UV-Vis spectra for tetracycline hydrochloride (TCH) photocatalytic degradation on Ni-ZIF nanoparticles and Ni-ZIF-C60 FNW composite under UV irradiation; (a) Ni-ZIF nanoparticles, (b) Ni-ZIF-C60 FNW composite at 254 nm, and (c) Ni-ZIF nanoparticles, (d) Ni-ZIF-C60 FNW composite at 365 nm. (online color)
Kinetic study of the photocatalytic degradation of TCH on Ni-ZIF nanoparticles and Ni-ZIF-C60 FNW composite under UV irradiation; (a) Ni-ZIF nanoparticles, (b) Ni-ZIF-C60 FNW composite at 254 nm, and (c) Ni-ZIF nanoparticles, (d) Ni-ZIF-C60 FNW composite at 365 nm. (online color)
Figure 6 illustrates the kinetics of the photocatalytic degradation of TCH using the Ni-ZIF nanoparticles and Ni-ZIF-C60 FNW composite under UV irradiation.
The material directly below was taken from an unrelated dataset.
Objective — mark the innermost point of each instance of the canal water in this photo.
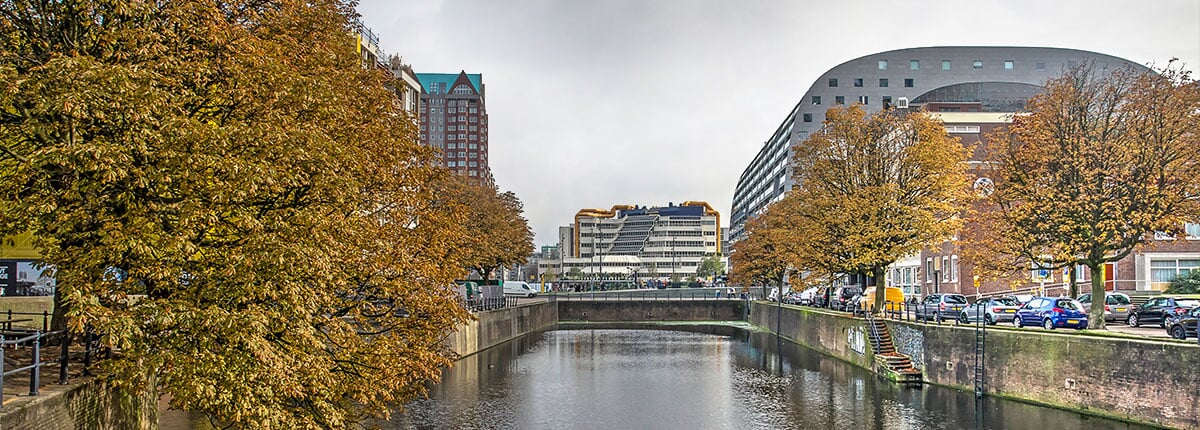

The following equation (eq. (2)) was used for determining the kinetics of the first-order reaction [43]:
| \begin{equation} \ln(\mathrm{C}/\mathrm{C}_{0}) = - \mathrm{k}_{1}\mathrm{C} \end{equation} | (2) |
where k1 is the rate constant, C0 is the initial TCH concentration, and C is the concentration at time t. The photocatalytic degradation of TCH over the photocatalysts shown in Fig. 6 is a result of the linear behavior of the curves, which follows pseudo-first-order kinetics. The R2 values (coefficient of determination) for the pseudo-first-order reaction kinetics were 0.9988 in Fig. 6(a), 0.9909 in Fig. 6(b), 0.9854 in Fig. 6(c), and 0.9952 in Fig. 6(d).
A Ni-ZIF-C60FNW composite was synthesized using the LLIP method starting from a Ni-ZIF nanoparticles solution, C60 fullerene-saturated toluene solution, and 2-propanol. The characterization of the Ni-ZIF-C60FNW composite was confirmed using XRD, Raman spectroscopy, SEM, and TEM. Ni-ZIF nanoparticles and Ni-ZIF-C60FNW composites were used for the photocatalytic degradation of TCH under UV irradiation (254 and 365 nm). The photocatalytic degradation rates of TCH using the Ni-ZIF nanoparticles and Ni-ZIF-C60FNW composite under UV irradiation decreased in the following order of UV irradiation: 254 > 365 nm. Compared to Ni-ZIF nanoparticles alone, the Ni-ZIF-C60FNW composite exhibited higher photocatalytic activity for TCH degradation. Further more, kinetics study of the photocatalytic degradation of TCH using Ni-ZIF nanoparticles and Ni-ZIF-C60FNW composite as photocatalysts revealed a pseudo-first-order reaction rate law. In summary, we demonstrated the availability of Ni-ZIF-C60FNW composite as a photocatalyst and the potential for photocatalytic activity in the degradation of antibiotic residues such as TCH by using UV irradiation.
This work was supported by Research Foundation of Sahmyook University.